According to the Commission, the restructuring plans will allow Liberbank, BMN and Banco CEISS to become viable in the long term.
The measures contemplated in the plans include:
- A substantial reduction of the balance sheets of Liberbank, BMN and Banco CEISS in 2017, as compared to 2010: over 40% for BMN, about 30% for CEISS and approximately 25 % for Liberbank.
- In the case of Caja3, it will be fully integrated into Ibercaja and cease to exist as an independent entity.
- The banks will refocus their business model on retail and SME lending in their historical core regions.
- Banks will exit from lending to real estate development, or maintain only a marginal activity in this field.
- Presence in the wholesale business will be limited.
- The transfer of assets to SAREB.
- The sale of Banco CEISS before the end of the restructuring period (2017)
- The flotation of BMN and Liberbank within the same timeframe.

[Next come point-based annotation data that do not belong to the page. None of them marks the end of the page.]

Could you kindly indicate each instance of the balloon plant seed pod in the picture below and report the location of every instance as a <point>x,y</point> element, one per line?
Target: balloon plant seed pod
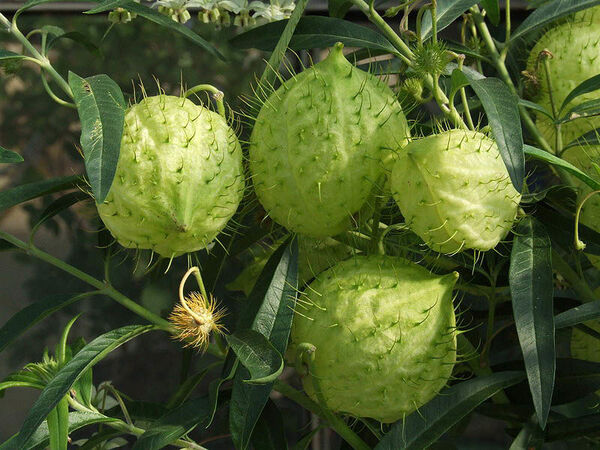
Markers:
<point>321,143</point>
<point>455,192</point>
<point>382,331</point>
<point>179,177</point>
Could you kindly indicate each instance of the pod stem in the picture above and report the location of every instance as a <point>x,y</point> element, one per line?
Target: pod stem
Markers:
<point>217,95</point>
<point>579,244</point>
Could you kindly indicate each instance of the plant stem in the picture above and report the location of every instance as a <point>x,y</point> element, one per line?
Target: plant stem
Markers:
<point>578,285</point>
<point>118,424</point>
<point>124,301</point>
<point>43,61</point>
<point>498,62</point>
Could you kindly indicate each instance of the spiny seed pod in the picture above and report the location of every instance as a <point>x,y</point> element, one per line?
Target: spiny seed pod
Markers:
<point>320,144</point>
<point>455,192</point>
<point>179,177</point>
<point>574,46</point>
<point>384,334</point>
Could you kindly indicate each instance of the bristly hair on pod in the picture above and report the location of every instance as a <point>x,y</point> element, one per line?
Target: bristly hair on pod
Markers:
<point>197,315</point>
<point>195,318</point>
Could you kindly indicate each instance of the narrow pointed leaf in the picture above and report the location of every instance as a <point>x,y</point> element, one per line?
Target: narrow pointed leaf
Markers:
<point>77,420</point>
<point>175,424</point>
<point>314,32</point>
<point>270,311</point>
<point>268,77</point>
<point>502,110</point>
<point>531,287</point>
<point>257,355</point>
<point>549,12</point>
<point>425,427</point>
<point>590,85</point>
<point>34,313</point>
<point>558,162</point>
<point>577,315</point>
<point>492,8</point>
<point>25,192</point>
<point>59,386</point>
<point>9,157</point>
<point>447,12</point>
<point>154,16</point>
<point>101,109</point>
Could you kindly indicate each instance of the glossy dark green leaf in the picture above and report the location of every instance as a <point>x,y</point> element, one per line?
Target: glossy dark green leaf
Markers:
<point>549,12</point>
<point>314,32</point>
<point>77,420</point>
<point>577,315</point>
<point>559,162</point>
<point>536,107</point>
<point>590,108</point>
<point>338,8</point>
<point>561,230</point>
<point>154,16</point>
<point>257,355</point>
<point>492,8</point>
<point>175,424</point>
<point>573,428</point>
<point>269,433</point>
<point>25,192</point>
<point>447,12</point>
<point>34,313</point>
<point>425,427</point>
<point>590,138</point>
<point>502,110</point>
<point>59,386</point>
<point>101,109</point>
<point>269,75</point>
<point>590,85</point>
<point>59,205</point>
<point>9,157</point>
<point>532,291</point>
<point>531,437</point>
<point>77,37</point>
<point>270,309</point>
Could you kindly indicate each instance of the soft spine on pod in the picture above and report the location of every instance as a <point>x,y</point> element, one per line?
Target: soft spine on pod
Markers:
<point>321,144</point>
<point>384,332</point>
<point>179,177</point>
<point>454,191</point>
<point>575,48</point>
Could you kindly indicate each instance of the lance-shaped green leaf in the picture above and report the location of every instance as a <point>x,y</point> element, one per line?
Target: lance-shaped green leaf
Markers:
<point>590,85</point>
<point>25,192</point>
<point>270,309</point>
<point>502,110</point>
<point>426,426</point>
<point>9,157</point>
<point>531,287</point>
<point>77,420</point>
<point>549,12</point>
<point>34,313</point>
<point>175,424</point>
<point>101,109</point>
<point>577,315</point>
<point>59,386</point>
<point>559,162</point>
<point>447,12</point>
<point>256,354</point>
<point>314,32</point>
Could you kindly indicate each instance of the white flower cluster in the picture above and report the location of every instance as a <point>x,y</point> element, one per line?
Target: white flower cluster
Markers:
<point>240,13</point>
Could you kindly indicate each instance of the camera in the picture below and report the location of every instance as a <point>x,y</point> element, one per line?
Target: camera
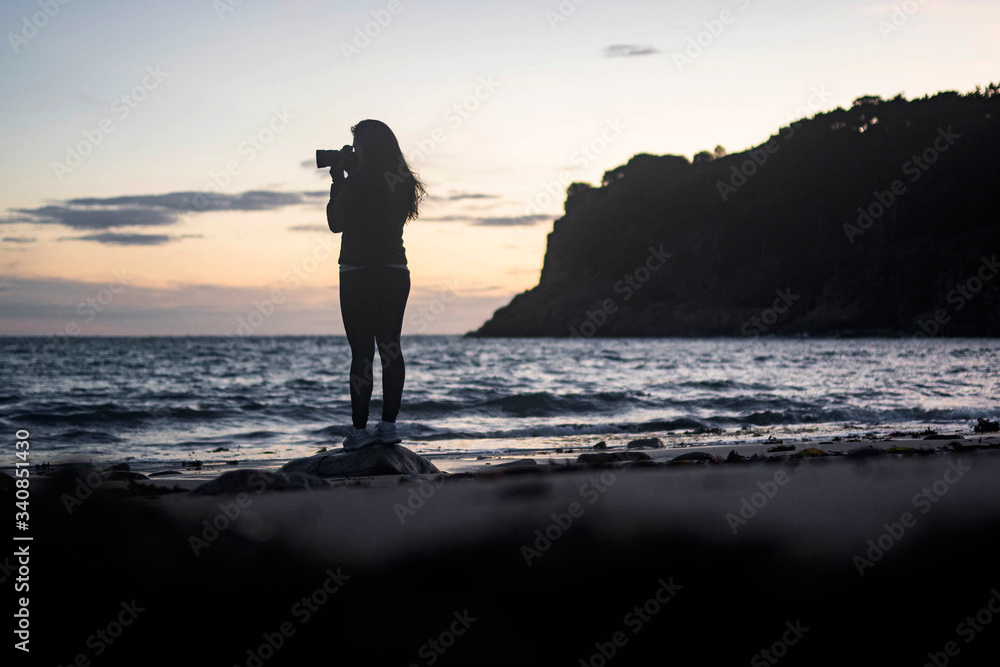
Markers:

- The absorption of losses borne by the four banks and their stakeholders (ie. holders of shares and hybrid capital) to ensure a satisfactory burden-sharing and an adequate own contribution to the financing of the significant restructuring costs.
- The divestment by the banks of a number of industrial equity stakes and subsidiaries.

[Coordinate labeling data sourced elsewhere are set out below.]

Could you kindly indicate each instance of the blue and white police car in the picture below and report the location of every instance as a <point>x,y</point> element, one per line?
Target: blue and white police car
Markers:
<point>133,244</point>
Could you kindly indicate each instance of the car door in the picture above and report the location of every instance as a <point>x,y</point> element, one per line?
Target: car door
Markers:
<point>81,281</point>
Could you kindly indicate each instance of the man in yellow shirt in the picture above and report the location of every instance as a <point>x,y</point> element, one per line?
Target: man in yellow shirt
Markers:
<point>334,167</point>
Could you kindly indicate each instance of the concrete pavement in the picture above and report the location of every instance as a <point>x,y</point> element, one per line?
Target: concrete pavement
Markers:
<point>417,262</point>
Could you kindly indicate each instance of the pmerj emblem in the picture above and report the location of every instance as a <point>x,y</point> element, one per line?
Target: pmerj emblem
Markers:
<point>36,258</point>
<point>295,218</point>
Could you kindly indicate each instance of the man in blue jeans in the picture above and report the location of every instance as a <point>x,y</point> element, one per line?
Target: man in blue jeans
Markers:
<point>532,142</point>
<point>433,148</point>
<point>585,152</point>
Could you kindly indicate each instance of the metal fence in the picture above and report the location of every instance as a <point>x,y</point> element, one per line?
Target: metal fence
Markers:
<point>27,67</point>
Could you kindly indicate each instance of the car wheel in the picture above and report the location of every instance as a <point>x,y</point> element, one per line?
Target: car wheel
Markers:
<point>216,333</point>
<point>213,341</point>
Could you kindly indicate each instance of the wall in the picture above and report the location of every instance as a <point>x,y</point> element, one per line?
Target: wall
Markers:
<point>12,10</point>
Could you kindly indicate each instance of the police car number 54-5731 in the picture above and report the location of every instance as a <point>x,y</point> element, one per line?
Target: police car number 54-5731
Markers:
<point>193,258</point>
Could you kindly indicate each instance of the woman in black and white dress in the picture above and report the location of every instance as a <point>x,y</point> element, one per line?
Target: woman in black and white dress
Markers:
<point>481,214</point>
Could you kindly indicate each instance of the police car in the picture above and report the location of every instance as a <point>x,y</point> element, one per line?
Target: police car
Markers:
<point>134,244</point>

- Limitations on remuneration for State-owned credit institutions.
- A ban on coupon payments until the burden sharing measures on hybrid instruments have been fully implemented.

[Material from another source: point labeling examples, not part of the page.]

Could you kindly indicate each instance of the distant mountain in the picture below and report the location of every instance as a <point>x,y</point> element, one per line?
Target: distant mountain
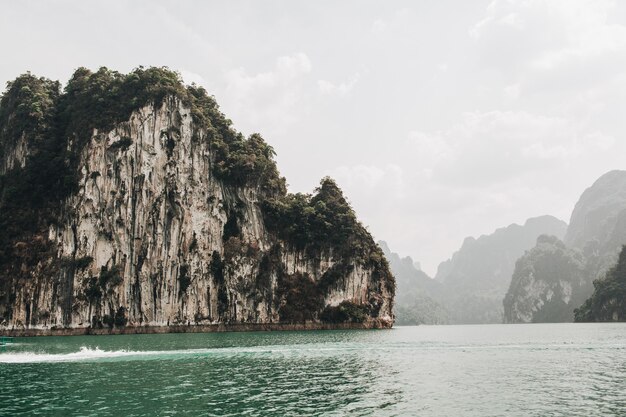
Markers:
<point>476,278</point>
<point>549,281</point>
<point>414,289</point>
<point>594,237</point>
<point>608,301</point>
<point>598,222</point>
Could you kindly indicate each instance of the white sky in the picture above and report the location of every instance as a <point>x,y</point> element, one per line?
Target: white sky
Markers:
<point>439,119</point>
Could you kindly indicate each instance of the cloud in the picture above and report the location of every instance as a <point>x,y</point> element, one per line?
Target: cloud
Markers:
<point>341,89</point>
<point>268,101</point>
<point>552,44</point>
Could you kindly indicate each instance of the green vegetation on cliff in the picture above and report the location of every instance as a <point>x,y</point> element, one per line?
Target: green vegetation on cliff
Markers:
<point>55,125</point>
<point>49,134</point>
<point>608,301</point>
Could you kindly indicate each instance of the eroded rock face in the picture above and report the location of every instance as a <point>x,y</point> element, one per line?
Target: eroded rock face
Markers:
<point>548,283</point>
<point>152,237</point>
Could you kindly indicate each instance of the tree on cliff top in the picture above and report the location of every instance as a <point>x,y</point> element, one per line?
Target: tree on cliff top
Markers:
<point>608,301</point>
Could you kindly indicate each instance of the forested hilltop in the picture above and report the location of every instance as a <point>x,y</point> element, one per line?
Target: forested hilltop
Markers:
<point>129,200</point>
<point>555,277</point>
<point>608,301</point>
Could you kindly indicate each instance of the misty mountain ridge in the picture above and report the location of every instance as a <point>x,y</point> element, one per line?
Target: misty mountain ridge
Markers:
<point>555,277</point>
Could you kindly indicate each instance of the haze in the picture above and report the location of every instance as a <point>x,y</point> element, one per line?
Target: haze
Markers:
<point>440,120</point>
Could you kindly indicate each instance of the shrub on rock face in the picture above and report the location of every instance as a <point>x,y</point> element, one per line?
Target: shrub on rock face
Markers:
<point>608,301</point>
<point>345,312</point>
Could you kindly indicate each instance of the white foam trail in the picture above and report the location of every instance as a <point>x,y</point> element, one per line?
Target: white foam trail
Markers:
<point>83,354</point>
<point>89,354</point>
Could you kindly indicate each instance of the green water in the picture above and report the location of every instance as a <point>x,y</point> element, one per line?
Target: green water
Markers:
<point>491,370</point>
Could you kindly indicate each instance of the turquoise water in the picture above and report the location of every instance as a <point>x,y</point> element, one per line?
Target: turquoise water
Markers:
<point>490,370</point>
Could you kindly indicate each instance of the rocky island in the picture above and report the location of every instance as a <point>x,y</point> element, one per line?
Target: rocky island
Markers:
<point>129,203</point>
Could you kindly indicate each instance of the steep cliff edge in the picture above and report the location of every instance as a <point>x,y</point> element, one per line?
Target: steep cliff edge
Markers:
<point>476,278</point>
<point>129,200</point>
<point>414,301</point>
<point>608,301</point>
<point>549,281</point>
<point>556,277</point>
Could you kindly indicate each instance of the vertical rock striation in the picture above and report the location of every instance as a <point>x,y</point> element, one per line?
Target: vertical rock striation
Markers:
<point>171,217</point>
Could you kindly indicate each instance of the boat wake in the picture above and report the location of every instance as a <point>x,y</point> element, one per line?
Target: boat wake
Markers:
<point>87,354</point>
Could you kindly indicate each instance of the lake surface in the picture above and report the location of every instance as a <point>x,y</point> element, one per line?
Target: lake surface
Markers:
<point>488,370</point>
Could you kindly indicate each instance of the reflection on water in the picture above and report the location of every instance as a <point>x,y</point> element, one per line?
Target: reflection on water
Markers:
<point>533,370</point>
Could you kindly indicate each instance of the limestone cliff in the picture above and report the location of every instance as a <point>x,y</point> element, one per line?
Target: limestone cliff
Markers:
<point>554,278</point>
<point>160,213</point>
<point>476,278</point>
<point>608,301</point>
<point>549,281</point>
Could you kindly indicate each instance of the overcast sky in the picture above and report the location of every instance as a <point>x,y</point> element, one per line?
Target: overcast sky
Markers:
<point>439,119</point>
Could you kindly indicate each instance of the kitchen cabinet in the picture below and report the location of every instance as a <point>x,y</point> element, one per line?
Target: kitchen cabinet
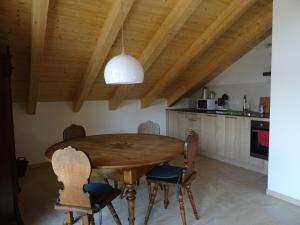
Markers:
<point>212,135</point>
<point>180,123</point>
<point>222,137</point>
<point>237,138</point>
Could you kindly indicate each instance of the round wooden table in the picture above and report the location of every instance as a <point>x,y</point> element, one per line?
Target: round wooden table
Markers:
<point>132,154</point>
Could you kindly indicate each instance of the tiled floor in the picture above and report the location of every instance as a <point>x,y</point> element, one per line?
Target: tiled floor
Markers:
<point>225,195</point>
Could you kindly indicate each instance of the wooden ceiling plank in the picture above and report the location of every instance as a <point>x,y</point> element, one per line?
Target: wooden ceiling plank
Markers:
<point>106,39</point>
<point>237,48</point>
<point>38,33</point>
<point>222,23</point>
<point>164,34</point>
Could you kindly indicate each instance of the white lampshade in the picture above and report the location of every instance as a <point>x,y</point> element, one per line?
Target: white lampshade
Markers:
<point>123,69</point>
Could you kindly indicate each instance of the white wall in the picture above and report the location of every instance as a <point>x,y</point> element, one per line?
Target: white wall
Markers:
<point>284,161</point>
<point>244,77</point>
<point>34,133</point>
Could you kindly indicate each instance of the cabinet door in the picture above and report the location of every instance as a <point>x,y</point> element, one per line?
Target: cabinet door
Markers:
<point>193,122</point>
<point>237,138</point>
<point>182,124</point>
<point>172,123</point>
<point>212,135</point>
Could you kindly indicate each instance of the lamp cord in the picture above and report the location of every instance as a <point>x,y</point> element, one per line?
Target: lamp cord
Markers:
<point>122,28</point>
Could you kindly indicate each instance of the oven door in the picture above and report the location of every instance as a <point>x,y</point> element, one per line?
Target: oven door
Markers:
<point>259,145</point>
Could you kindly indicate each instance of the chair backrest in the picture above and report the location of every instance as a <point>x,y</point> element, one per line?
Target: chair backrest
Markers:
<point>190,152</point>
<point>149,127</point>
<point>73,131</point>
<point>73,169</point>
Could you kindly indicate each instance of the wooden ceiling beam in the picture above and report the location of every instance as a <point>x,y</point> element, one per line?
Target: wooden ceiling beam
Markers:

- Restrictions on advertising the state support and using it for commercially aggressive practices.
- An acquisition ban on Liberbank, Banco CEISS and BMN.
Altogether, the programme funds for these four banks will amount to Euro 1,865 million:
- Euro 124 million in the case of Liberbank in the form of contingent convertible bonds (CoCos)
- Euro 407 million for Caja3 in the form of contingent convertible bonds (CoCos)
- Euro 730 million for BMN in the form of ordinary shares, and
- Euro 604 million for Banco CEISS in the form of ordinary shares.
The rest of the capital shortfall of these banks as identified in the stress tests will be covered by the burden sharing exercise (which will provide more than Euro 2 billion in capital), asset sales and other management actions (more than Euro 1 billion) and the transfer of impaired assets and loans to the asset management company, SAREB (around Euro 1 billion).
Specific plans for each institution have not been announced by the Commission at this stage.
Garrigues has advised FROB on its dealings with the Commission regarding state aid regulation. The firm has acted in this capacity since the establishment of FROB in 2009 in all the bank restructuring processes initiated to this date.